ロゼットの形はこれ(写真2)が一般的ですが、根生葉(茎の根元の葉、つまりロゼット時代の葉)を見ると、切れ込みの多いもの(写真3)や、まったく切れ込みの無いもの(写真4)もあります。ロゼット時代の見分け方がもっとも難しい草本です。 ![]()
ハルジオンとよく似たヒメジョオンとの違いは、形のうえでは葉の違い、蕾が垂れること、などがあげられますが、一番ハッキリするのは、茎の切り口(写真5)を見ることでしょう。中が中空なのがハルジオン,中が中実(中身が詰まっている)なのがヒメジョオン(姫女苑)です。

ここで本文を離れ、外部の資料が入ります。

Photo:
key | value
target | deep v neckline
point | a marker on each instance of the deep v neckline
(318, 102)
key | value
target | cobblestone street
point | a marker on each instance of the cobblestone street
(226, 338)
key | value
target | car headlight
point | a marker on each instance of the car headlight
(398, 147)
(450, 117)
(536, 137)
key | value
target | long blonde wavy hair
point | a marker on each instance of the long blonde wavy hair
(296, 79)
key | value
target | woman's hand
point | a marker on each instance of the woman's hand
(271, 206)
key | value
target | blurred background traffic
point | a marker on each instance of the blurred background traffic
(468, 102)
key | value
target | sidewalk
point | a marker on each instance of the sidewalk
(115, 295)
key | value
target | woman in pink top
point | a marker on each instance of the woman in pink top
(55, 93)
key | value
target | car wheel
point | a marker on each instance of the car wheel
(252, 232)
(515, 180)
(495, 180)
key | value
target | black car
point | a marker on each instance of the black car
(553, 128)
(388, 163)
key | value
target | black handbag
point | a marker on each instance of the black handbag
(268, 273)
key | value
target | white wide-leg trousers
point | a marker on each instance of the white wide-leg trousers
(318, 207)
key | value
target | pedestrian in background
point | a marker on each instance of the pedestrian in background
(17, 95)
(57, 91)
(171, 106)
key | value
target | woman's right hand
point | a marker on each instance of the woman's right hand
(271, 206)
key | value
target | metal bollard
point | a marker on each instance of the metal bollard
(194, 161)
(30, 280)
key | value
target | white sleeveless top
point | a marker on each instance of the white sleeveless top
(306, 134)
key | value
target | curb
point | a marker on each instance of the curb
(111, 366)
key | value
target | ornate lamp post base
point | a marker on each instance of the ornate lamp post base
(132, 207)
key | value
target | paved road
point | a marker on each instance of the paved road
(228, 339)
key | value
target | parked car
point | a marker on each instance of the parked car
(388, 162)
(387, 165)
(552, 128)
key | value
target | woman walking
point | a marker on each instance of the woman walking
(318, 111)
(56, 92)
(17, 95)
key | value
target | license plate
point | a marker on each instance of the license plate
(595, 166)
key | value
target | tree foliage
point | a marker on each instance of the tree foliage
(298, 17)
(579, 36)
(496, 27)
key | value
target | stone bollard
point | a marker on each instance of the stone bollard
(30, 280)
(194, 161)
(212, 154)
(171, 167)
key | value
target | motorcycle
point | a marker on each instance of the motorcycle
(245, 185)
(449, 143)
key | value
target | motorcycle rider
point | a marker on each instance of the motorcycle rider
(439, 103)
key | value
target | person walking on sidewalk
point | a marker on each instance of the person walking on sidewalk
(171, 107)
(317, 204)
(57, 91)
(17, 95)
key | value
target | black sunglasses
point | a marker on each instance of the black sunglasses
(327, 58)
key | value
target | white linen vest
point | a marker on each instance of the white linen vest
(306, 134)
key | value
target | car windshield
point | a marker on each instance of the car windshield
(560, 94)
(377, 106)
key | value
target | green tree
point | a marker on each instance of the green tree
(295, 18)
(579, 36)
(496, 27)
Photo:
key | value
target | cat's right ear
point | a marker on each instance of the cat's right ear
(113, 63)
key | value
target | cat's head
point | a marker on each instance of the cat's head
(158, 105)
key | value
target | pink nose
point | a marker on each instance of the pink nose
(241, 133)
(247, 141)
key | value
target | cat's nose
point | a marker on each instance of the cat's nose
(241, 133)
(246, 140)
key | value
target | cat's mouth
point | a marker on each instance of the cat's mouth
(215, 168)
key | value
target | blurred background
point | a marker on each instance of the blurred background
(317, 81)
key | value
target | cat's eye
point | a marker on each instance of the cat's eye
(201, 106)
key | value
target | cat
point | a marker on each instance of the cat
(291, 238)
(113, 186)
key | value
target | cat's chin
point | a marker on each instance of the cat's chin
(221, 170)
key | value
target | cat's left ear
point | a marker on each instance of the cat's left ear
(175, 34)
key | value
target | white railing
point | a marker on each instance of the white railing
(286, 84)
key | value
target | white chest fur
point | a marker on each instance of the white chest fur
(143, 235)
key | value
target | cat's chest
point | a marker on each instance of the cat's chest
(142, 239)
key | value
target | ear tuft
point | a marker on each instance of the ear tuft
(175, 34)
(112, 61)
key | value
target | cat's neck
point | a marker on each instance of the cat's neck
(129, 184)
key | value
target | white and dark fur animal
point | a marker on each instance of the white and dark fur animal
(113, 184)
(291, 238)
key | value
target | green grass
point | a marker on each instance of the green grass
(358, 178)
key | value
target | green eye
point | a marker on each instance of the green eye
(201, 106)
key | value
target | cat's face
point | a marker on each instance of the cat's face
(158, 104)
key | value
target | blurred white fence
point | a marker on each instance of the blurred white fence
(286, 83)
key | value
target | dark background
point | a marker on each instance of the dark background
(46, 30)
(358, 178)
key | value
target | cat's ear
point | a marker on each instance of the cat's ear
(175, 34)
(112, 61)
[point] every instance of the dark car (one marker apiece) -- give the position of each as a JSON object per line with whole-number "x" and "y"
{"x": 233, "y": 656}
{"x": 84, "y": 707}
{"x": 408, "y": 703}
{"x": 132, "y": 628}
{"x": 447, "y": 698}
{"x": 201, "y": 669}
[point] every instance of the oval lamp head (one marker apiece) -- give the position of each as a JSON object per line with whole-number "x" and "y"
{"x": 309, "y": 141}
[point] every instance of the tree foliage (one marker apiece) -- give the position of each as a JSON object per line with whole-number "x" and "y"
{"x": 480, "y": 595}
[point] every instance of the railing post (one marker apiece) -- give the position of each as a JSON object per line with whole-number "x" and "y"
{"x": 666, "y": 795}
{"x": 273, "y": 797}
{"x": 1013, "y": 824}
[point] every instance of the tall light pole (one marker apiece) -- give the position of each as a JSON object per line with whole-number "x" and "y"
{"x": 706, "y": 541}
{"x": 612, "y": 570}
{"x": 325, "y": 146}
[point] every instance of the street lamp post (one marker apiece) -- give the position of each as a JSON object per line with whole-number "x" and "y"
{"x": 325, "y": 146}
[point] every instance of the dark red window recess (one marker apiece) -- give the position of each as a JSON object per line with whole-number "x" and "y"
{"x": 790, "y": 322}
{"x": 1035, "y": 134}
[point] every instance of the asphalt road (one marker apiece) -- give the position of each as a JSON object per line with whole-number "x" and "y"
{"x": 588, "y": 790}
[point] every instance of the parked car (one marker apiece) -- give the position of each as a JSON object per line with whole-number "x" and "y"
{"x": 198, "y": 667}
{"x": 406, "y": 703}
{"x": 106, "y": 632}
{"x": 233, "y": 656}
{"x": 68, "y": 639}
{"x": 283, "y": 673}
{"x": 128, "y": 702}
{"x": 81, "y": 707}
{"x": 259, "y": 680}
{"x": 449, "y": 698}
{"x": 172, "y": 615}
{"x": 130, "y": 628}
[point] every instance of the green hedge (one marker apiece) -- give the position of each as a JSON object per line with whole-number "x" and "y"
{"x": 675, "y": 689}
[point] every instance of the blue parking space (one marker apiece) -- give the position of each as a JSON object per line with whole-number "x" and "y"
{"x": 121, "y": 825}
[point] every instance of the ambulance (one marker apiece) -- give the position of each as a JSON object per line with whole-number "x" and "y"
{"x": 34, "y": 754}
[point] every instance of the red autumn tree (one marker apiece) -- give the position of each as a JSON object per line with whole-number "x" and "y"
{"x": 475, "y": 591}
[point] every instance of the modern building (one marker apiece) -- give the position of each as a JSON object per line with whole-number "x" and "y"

ここではヒメジョオンの切り口の写真は載せません。似たものが二つあるとどっちがどっちだったかな、と迷うことも多いので、片方をしっかり覚えて他方はその反対、と覚えると、わりの覚えやすいのです。
ハルジオンより遅く咲くヒメジョオンは、今しっかり花茎を伸ばし、そろそろ蕾も見えてきます。来月にはハルジオンとヒメジョオンが混在します。そのときに茎の切り口を見て、どちらか当ててください。写真5を見た人は、きっと満点ですよね。